This essay Great Expectations3 has a total of 1024 words and 5 pages.
By Anne Gilmour. November 1996.
Of the major themes from Charles Dickens novel "Great Expectations" to be discussed as to their importance concerning its structure, I have selected "Love" in the context of human relationships, "Isolation" and finally "Redemption". The loneliness isolation brings can only be redeemed by the loving associate of our fellow man, this is a two way thing.
"Had grown diseased, as all minds do and must and will that reverse the appointed order of their maker."
In isolation the greatest sin we commit against ourselves and others, is to shun human companionship as Miss Haversham did. After her betrayal in love she hardened her heart towards her fellow man. By hardening her heart and suppressing her naturally affectionate nature, she committed a crime against herself. Miss Havershams love for Compeyson is of a compassionate kind, this blinded her to his true nature, as Herbert remarked, "too haughty and too much in love to be advised by anyone." At Compeysons desertion her anger and sorrow became extreme and she threw herself and Satis House into perpetual mourning and a monument to her broken heart, shutting the world out and herself from the world. Her only concession is in her adoption of Estella.
Miss Haversham has ulterior motives in adopting Estella, this is not a loving action on her part, but a calculated manoeuvre to turn the child into a haughty, heartless instrument of revenge against men. Estella is encouraged to practice her disdain on Pip and to break his heart. Paradoxically, Miss Havershams greatest sin, is against herself. By hardening her heart she loses her generous, affectionate nature and becomes withered inside emotionally. Her punishment is that the heartless young woman she has made, uses her lack of feelings against Miss Haversham.

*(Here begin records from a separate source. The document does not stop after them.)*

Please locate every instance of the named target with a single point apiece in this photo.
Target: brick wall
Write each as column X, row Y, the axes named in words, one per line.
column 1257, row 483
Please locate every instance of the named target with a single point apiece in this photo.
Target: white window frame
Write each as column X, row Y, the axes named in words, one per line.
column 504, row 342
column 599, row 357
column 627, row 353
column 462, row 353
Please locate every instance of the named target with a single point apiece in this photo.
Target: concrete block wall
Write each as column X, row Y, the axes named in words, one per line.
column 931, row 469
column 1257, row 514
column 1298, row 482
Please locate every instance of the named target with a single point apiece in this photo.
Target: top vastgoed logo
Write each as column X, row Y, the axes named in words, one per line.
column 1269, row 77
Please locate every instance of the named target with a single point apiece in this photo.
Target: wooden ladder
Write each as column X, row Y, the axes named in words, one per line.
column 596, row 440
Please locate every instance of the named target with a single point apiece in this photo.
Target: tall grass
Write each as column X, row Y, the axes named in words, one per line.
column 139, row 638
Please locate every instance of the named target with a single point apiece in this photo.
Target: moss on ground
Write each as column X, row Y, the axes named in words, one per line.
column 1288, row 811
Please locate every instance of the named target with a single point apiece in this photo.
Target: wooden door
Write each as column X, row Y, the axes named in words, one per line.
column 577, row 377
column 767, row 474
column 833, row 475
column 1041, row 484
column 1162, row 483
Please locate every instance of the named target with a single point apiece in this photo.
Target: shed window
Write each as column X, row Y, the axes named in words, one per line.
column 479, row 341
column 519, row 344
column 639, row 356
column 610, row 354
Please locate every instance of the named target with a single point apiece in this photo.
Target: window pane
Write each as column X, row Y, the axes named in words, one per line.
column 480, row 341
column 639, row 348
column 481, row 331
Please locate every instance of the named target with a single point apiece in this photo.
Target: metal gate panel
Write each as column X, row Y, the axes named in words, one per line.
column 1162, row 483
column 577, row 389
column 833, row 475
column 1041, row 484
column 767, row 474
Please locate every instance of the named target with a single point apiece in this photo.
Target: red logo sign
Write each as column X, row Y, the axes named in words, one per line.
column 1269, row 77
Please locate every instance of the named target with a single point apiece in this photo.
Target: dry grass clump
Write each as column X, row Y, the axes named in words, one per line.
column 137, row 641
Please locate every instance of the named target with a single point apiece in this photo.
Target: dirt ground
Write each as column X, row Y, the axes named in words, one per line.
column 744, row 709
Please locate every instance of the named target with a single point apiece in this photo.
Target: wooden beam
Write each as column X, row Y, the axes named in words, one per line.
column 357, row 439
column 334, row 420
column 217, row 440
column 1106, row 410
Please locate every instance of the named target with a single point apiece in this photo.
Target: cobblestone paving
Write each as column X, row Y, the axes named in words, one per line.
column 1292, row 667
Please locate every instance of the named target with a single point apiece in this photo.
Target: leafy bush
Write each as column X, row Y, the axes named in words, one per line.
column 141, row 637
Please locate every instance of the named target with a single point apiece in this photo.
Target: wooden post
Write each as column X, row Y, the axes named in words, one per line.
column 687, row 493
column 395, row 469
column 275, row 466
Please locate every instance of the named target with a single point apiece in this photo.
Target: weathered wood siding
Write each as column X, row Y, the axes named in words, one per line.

Estella herself is isolated, as for most of the novel she takes pleasure in her role of avenger. Her isolation is in part responsible for Pips snobbery and his estrangement from Joe and Biddy. Like Miss Haversham she becomes a victim of her own machinations. She enters into a loveless marriage to Drummle, who is cruel to her. This shows that no matter how heartless one tries to be, there is always someone more heartless. The instrument of revenge punishes the avenger and is punished in return.
Pip feels emotionally and geographically isolated on his arrival in London. Jaggers isolation is his deliberate rejection to human involvement, he substitutes these with the mechanical process of law. Jaggers uses the legal system to avoid personal responsibility for the fate of his fellow man. This profession has imprisoned his better instincts, leaving him isolated within the system. Magwitch, however, is isolated by the system, he uses Pip as his agent of revenge. Magwitchs\' motives are not only revenge, but also gratitude for the food Pip gave him in his hour of need. He develops a fatherly affection towards Pip, who in the end returns his affection. It is Magwitch who has the best reasons for disbelieving in human companionship, that supported it the most.
Love in the context of human relationships is best shown through Pip. The relationship between Pip and Joe changed as Pip grew up. As a child, Pip regarded Joe as an equal, though he loved him, "I had a new sensation of feeling conscious that I was looking up to Joe in my heart."
Though there is love, the snobbish Pip is critical of Joe, not verbally, but in his thoughts. When Pip attains his "Great Expectations," he is embarrassed by what he regards as Joe\'s commonness and avoids his company.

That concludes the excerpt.